The Centre for Human Rights and Rehabilitation (CHRR) has urged government to ensure that there is wide consultation with all critical stakeholders in the development of the National Peace Commission Bill, which aims to promote peace and coexistence in the country.
In a statement signed on Wednesday by CHRR Executive Director Michael Kaiyatsa, the organization said it considers the development of the National Peace Commission Bill as a sign that government is committed to promoting unity and peaceful co-existence in the country.
Kaiyatsa said government should ensure that there is support and political will if the proposed National Peace Commission Bill is to be successful in achieving sustainable peace and unity in the country.
He the expressed concern that there has not been sufficient public input or consultation on the Bill.
“Our interaction with communities shows that they know nothing about this Bill, which raises concern that the government is going ahead with this Bill without really talking to the people that are going to be directly or indirectly affected by it.

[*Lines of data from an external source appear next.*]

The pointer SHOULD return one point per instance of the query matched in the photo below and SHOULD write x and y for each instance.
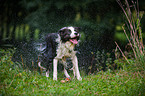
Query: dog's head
(70, 34)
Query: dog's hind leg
(55, 61)
(73, 71)
(75, 65)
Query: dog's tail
(39, 64)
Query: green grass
(14, 80)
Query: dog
(60, 46)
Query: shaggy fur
(60, 46)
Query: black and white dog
(60, 46)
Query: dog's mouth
(74, 40)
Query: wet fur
(58, 47)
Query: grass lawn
(14, 80)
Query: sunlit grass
(18, 81)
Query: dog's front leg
(55, 69)
(75, 64)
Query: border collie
(60, 46)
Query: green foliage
(17, 81)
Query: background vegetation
(111, 50)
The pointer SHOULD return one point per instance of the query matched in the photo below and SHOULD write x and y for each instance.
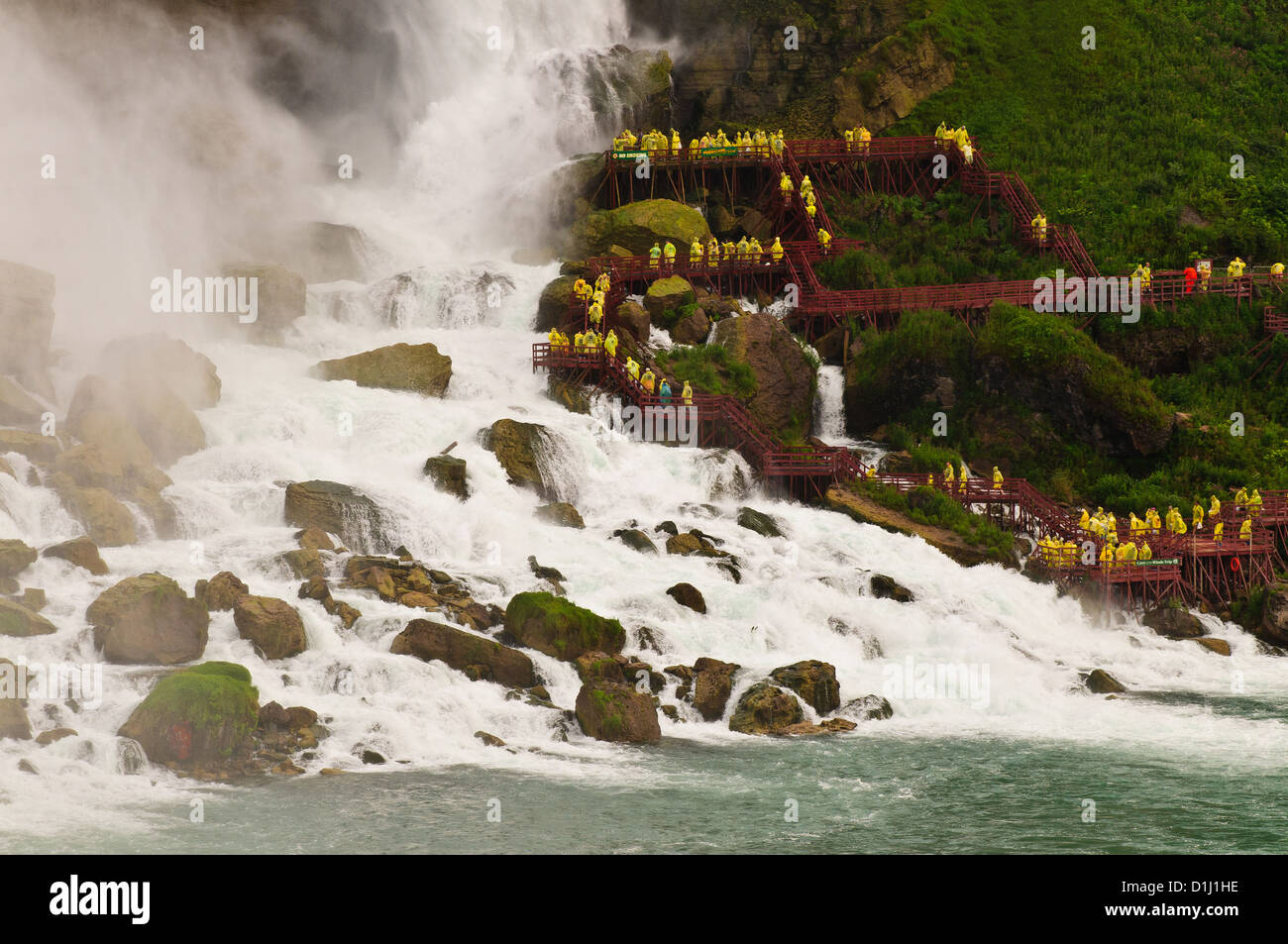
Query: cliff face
(850, 63)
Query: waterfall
(480, 133)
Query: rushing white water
(469, 184)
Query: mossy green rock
(666, 296)
(610, 711)
(197, 716)
(416, 367)
(763, 524)
(814, 682)
(553, 304)
(149, 620)
(429, 640)
(638, 226)
(765, 708)
(558, 627)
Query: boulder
(13, 713)
(635, 320)
(1102, 682)
(1173, 622)
(617, 712)
(831, 725)
(638, 226)
(17, 620)
(712, 684)
(553, 304)
(868, 708)
(93, 467)
(785, 377)
(14, 557)
(458, 648)
(200, 716)
(335, 509)
(281, 299)
(274, 626)
(149, 620)
(415, 367)
(314, 539)
(544, 572)
(666, 296)
(558, 627)
(599, 666)
(26, 325)
(561, 513)
(108, 522)
(304, 563)
(688, 595)
(887, 588)
(518, 447)
(811, 681)
(447, 472)
(220, 591)
(765, 708)
(1219, 646)
(765, 526)
(684, 544)
(636, 540)
(572, 397)
(80, 552)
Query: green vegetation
(215, 698)
(558, 627)
(910, 241)
(1131, 141)
(709, 368)
(932, 507)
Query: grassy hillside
(1131, 142)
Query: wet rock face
(460, 649)
(336, 509)
(274, 626)
(419, 368)
(520, 449)
(561, 629)
(197, 717)
(811, 681)
(785, 377)
(612, 711)
(149, 620)
(765, 708)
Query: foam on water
(803, 595)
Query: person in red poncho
(1190, 278)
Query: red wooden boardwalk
(1193, 567)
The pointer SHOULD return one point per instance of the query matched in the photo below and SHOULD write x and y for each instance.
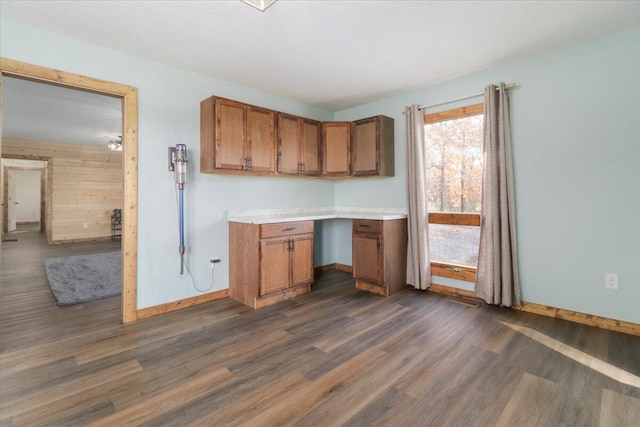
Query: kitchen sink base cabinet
(380, 255)
(269, 263)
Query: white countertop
(268, 216)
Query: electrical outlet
(611, 281)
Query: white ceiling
(328, 53)
(43, 112)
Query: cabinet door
(288, 145)
(274, 265)
(336, 148)
(366, 147)
(310, 146)
(302, 260)
(367, 257)
(261, 139)
(230, 134)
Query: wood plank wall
(85, 184)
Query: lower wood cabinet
(270, 262)
(380, 255)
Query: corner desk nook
(271, 251)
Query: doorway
(129, 97)
(25, 184)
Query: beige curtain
(418, 263)
(497, 274)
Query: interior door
(11, 201)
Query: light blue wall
(169, 113)
(576, 134)
(576, 145)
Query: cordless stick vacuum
(178, 164)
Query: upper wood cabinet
(240, 138)
(336, 149)
(372, 150)
(298, 145)
(236, 137)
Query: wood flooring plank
(170, 399)
(618, 410)
(535, 402)
(253, 403)
(411, 359)
(296, 405)
(346, 404)
(12, 406)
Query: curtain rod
(423, 107)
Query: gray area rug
(77, 279)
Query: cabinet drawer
(286, 228)
(367, 226)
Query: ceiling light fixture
(115, 145)
(261, 5)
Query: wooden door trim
(129, 96)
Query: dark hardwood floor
(334, 357)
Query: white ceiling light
(261, 5)
(115, 144)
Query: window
(453, 141)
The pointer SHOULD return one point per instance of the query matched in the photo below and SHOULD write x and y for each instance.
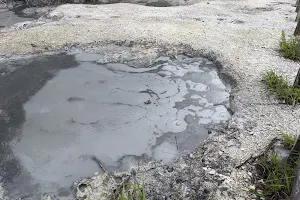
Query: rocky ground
(240, 36)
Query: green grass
(277, 176)
(133, 191)
(281, 88)
(288, 140)
(290, 48)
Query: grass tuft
(290, 48)
(277, 176)
(288, 140)
(280, 86)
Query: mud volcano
(62, 114)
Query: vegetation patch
(288, 140)
(290, 48)
(276, 173)
(281, 88)
(132, 191)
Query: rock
(96, 188)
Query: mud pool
(8, 18)
(62, 114)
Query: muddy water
(8, 18)
(113, 113)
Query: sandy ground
(243, 36)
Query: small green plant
(280, 86)
(288, 140)
(277, 176)
(133, 191)
(290, 48)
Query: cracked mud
(74, 112)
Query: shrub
(281, 88)
(291, 48)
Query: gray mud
(61, 115)
(9, 18)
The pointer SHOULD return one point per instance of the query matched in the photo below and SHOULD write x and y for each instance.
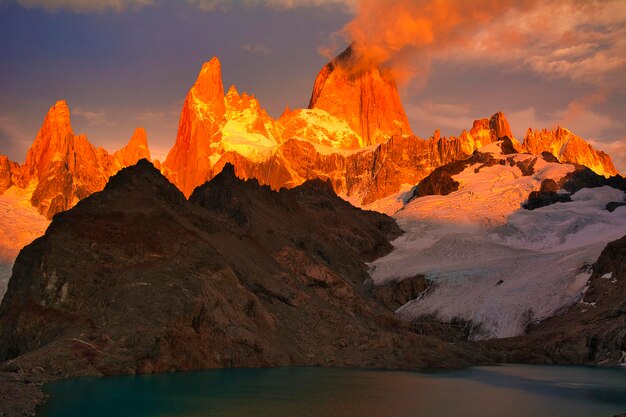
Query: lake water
(509, 390)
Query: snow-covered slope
(493, 263)
(20, 224)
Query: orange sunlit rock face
(365, 97)
(188, 164)
(355, 134)
(568, 147)
(64, 168)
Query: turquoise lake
(508, 390)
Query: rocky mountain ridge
(64, 168)
(138, 279)
(354, 134)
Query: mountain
(493, 263)
(568, 147)
(137, 278)
(319, 142)
(63, 167)
(354, 134)
(365, 97)
(589, 331)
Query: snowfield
(20, 224)
(493, 263)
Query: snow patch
(493, 263)
(20, 224)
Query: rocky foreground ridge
(138, 279)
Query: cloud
(258, 49)
(575, 39)
(120, 6)
(450, 118)
(86, 6)
(98, 116)
(579, 117)
(211, 5)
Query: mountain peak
(208, 87)
(500, 126)
(363, 95)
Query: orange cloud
(574, 39)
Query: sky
(127, 63)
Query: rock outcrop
(63, 167)
(364, 96)
(188, 163)
(568, 147)
(136, 279)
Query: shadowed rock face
(138, 279)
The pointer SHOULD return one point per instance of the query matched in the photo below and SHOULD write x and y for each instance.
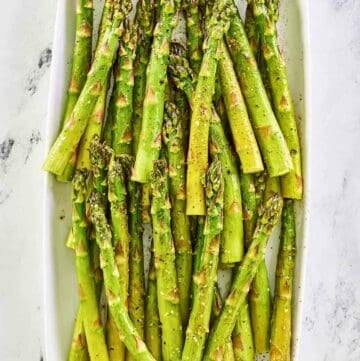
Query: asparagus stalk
(228, 352)
(198, 249)
(268, 217)
(251, 31)
(88, 301)
(68, 139)
(137, 282)
(242, 337)
(80, 68)
(145, 203)
(93, 129)
(152, 320)
(166, 277)
(259, 295)
(267, 131)
(197, 158)
(291, 183)
(232, 243)
(232, 236)
(242, 132)
(194, 33)
(144, 19)
(123, 93)
(280, 344)
(173, 139)
(78, 350)
(118, 310)
(150, 136)
(99, 157)
(204, 279)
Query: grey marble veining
(331, 318)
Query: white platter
(60, 291)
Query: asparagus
(152, 321)
(88, 302)
(242, 132)
(93, 129)
(145, 203)
(242, 336)
(78, 350)
(80, 68)
(204, 279)
(268, 217)
(232, 236)
(173, 139)
(232, 243)
(251, 31)
(99, 157)
(137, 283)
(280, 343)
(150, 136)
(119, 168)
(259, 295)
(273, 146)
(198, 248)
(94, 126)
(194, 33)
(144, 19)
(118, 310)
(70, 135)
(291, 183)
(123, 92)
(197, 158)
(228, 351)
(166, 277)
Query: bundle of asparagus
(212, 174)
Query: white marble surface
(331, 316)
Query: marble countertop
(331, 318)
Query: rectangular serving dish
(60, 291)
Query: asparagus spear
(80, 68)
(150, 137)
(268, 217)
(197, 158)
(242, 132)
(99, 156)
(122, 99)
(88, 301)
(204, 279)
(267, 131)
(173, 139)
(78, 350)
(232, 243)
(259, 295)
(232, 237)
(291, 183)
(94, 126)
(166, 277)
(228, 352)
(144, 19)
(280, 343)
(152, 320)
(118, 310)
(137, 282)
(93, 129)
(242, 337)
(194, 33)
(70, 135)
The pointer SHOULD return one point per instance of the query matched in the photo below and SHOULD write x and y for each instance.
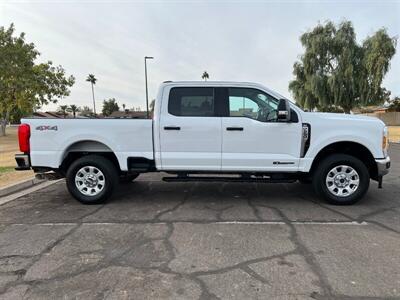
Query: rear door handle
(234, 128)
(172, 128)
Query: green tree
(109, 106)
(335, 73)
(73, 109)
(63, 110)
(92, 79)
(205, 76)
(24, 83)
(395, 104)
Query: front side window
(252, 103)
(191, 102)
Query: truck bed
(51, 139)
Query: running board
(228, 179)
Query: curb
(35, 186)
(16, 187)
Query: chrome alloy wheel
(342, 181)
(90, 181)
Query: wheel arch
(351, 148)
(85, 147)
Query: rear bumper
(383, 166)
(23, 162)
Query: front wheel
(341, 179)
(91, 179)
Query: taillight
(24, 133)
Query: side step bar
(228, 179)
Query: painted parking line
(14, 196)
(346, 223)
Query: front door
(252, 139)
(190, 131)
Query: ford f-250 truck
(212, 131)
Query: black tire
(128, 178)
(326, 165)
(105, 166)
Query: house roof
(129, 114)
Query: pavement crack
(254, 275)
(308, 256)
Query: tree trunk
(3, 124)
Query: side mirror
(284, 111)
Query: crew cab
(211, 131)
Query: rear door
(190, 130)
(253, 140)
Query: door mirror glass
(284, 111)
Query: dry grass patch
(394, 134)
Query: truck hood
(337, 118)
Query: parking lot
(202, 241)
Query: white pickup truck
(212, 131)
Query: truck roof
(224, 83)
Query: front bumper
(23, 162)
(383, 166)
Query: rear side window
(192, 102)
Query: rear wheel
(341, 179)
(91, 179)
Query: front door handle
(172, 128)
(234, 128)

“CHRR warns government that pushing the bill without seeking people’s input will backfire. Consulting the people who will be affected by the Bill to make sure that they know what this proposed legislation is all about, that they understand what is it and that they see the merits of it, is consistent with section 12 (1)(a) of the Republican Constitution of Malawi, which clearly states that,” he said.
He went on that CHRR believes that before any law is passed in parliament, citizens ought to be consulted democratically in a transparent, inclusiveness, accessible and open manner in order for the citizens to provide their interests to any public policy issue before it is made either into law or policy.
According to Kaiyatsa, it is so to ensure that the Bill is properly and publicly scrutinized considering the nature and possible implications of this Bill on efforts to achieve sustainable peace and unity in this country and to heal the wrongs of past regimes.
He therefore called upon the Ministry of Civic Education and National Unity to publicly share information about this Bill, and consult all critical stakeholders, including victims of human rights abuses of past regimes so that they share their perspectives before the bill is finalized.